# Thread: Basic topology question

1. ## Basic topology question

This is relatively easy, but it requires an astute observation. You use this quite a bit later in topology so I guess it's a good challenge question.

NOTE: If you have already seen the solution to this, please don't ruin the fun! This is aimed at people who haven't seen a lot of topology before.

Problem: Define $\mathbb{R}^{\infty}$ to be the set of all square-summable real sequences $\{x_n\}$ equipped with the metric $d\left(\{x_n\},\{y_n\}\right)=\sqrt{\sum_{n=1}^{\i nfty}\left|x_n-y_n\right|^2}$. Prove that this metric space is separable.

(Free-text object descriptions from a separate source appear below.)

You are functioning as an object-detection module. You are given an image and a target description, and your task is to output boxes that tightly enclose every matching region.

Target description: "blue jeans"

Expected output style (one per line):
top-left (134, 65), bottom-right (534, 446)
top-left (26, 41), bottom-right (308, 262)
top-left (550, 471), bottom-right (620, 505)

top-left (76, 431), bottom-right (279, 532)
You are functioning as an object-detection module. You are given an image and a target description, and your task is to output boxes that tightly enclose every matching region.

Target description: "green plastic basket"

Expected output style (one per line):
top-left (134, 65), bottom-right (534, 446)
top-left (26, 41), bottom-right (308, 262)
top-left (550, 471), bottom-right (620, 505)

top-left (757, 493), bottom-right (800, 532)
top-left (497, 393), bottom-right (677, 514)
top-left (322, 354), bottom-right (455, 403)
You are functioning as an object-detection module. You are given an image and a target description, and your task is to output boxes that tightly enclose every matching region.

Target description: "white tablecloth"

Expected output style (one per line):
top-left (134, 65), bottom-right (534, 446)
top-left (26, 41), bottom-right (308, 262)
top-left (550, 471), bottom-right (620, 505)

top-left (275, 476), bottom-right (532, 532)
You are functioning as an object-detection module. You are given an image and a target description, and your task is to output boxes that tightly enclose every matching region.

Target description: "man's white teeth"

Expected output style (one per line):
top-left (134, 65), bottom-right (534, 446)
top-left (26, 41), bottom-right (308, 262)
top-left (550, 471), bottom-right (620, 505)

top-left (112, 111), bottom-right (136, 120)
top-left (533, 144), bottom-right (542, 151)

Note: Separable means it contains a countable dense subset. Also, while my book calls this $\mathbb{R}^{\infty}$ it is most commonly known as $\ell^2$.

2. Originally Posted by Drexel28
This is relatively easy, but it requires an astute observation. You use this quite a bit later in topology so I guess it's a good challenge question.

NOTE: If you have already seen the solution to this, please don't ruin the fun! This is aimed at people who haven't seen a lot of topology before.

Problem: Define $\mathbb{R}^{\infty}$ to be the set of all square-summable real sequences $\{x_n\}$ equipped with the metric $d\left(\{x_n\},\{y_n\}\right)=\sqrt{\sum_{n=1}^{\i nfty}\left|x_n-y_n\right|^2}$. Prove that this metric space is separable.

Note: Separable means it contains a countable dense subset. Also, while my book calls this $\mathbb{R}^{\infty}$ it is most commonly known as $\ell^2$.

Here is the answer. Try to prove it.

Spoiler:

Consider the set $F$ of all eventually zero rational sequences

3. Spoiler:

Proof: Let $F$ be all eventually zero rational sequences

$F=\{(r_1,r_2,\dots,r_n,0,0,\dots)|r_i \in \mathbb{Q},n\in \mathbb{N}\}.$

Clearly, $F \subseteq \ell^2$ and is countable. I claim $\text{cl}(F)=\ell^2$.

Let $y=(y_k)_{k \in \mathbb{N}} \in \ell^2$ and $\varepsilon>0.$ Pick $n_0 \in \mathbb{N}$ such that $\sum_{k=n_0+1}^{\infty}|y_k|^2 =M_{n_0} < \varepsilon^2.$ Since $\mathbb{Q}$ is dense in $\mathbb{R}$, for each $y_k$ (for $1\le k \le n_0$), pick $r_{0k} \in \mathbb{Q}$ such that

$|r_{0k}-y_k| < \sqrt{\frac{1}{n_0}\left(\varepsilon^2-M_{n_0}\right)} \Longrightarrow |r_{0k}-y_k|^2 < \frac{1}{n_0}\left(\varepsilon^2-M_{n_0}\right)$.

So we have

$\sum_{k=1}^{n_0}|r_{0k}-y_k|^2<\varepsilon^2-M_{n_0}$.

If we let $x_0 = (r_{01},r_{02},\dots,r_{0n_0},0,0,\dots) \in F$, then $d(x_0,y)<\varepsilon$. Therefore, $y$ is a limit point of $F$.